During times of market downturns, European investors have preferred to allocate their money to exchange traded funds (ETFs), Refinitiv/Lipper research has found.

ETF net flows increased in 2008, 2011 and 2018 while mutual fund flows decreased, the data has shown (see chart below).

Detlef Glow, head of Lipper Emea research, told Expert Investor that investors opted for ETFs because actively managed funds have not proven they deliver better results in uneasy markets.

He noted that “a high number of actively managed funds do not manage volatility; ie these funds face mainly the same losses and volatility as their underlying markets”.

Glow also pointed to the benefits of ETFs in terms of their transparency and liquidity characteristics.

Observing a similar trend, Olivier Paquier, head of ETF distribution Emea at JP Morgan Asset Management, said: “High market volatility typically sees greater flows into ETFs due to the embedded liquidity advantage provided by the ETF wrapper.”

Rising fixed income ETF flows

Meanwhile, for this year, Paquier said that he has seen fixed income ETF flows surge.

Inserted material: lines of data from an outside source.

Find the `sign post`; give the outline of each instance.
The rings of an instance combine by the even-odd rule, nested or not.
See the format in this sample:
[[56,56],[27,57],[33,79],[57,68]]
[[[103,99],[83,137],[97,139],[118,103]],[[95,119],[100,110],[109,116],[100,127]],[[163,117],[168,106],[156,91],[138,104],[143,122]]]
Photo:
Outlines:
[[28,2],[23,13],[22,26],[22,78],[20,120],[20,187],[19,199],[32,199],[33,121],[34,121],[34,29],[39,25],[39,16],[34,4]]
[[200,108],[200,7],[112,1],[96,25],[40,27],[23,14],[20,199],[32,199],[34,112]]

“Year-to-date, net new assets into ETFs have primarily been into fixed income ETFs; which, given stressed market conditions, doesn’t come as a surprise,” he added.

Vincent Denoiseux, head of ETF research and solutions at Lyxor Asset Management, highlighted to Expert Investor that “fixed income ETFs, in particular, play an increasing part in reducing a portfolio’s volatility”.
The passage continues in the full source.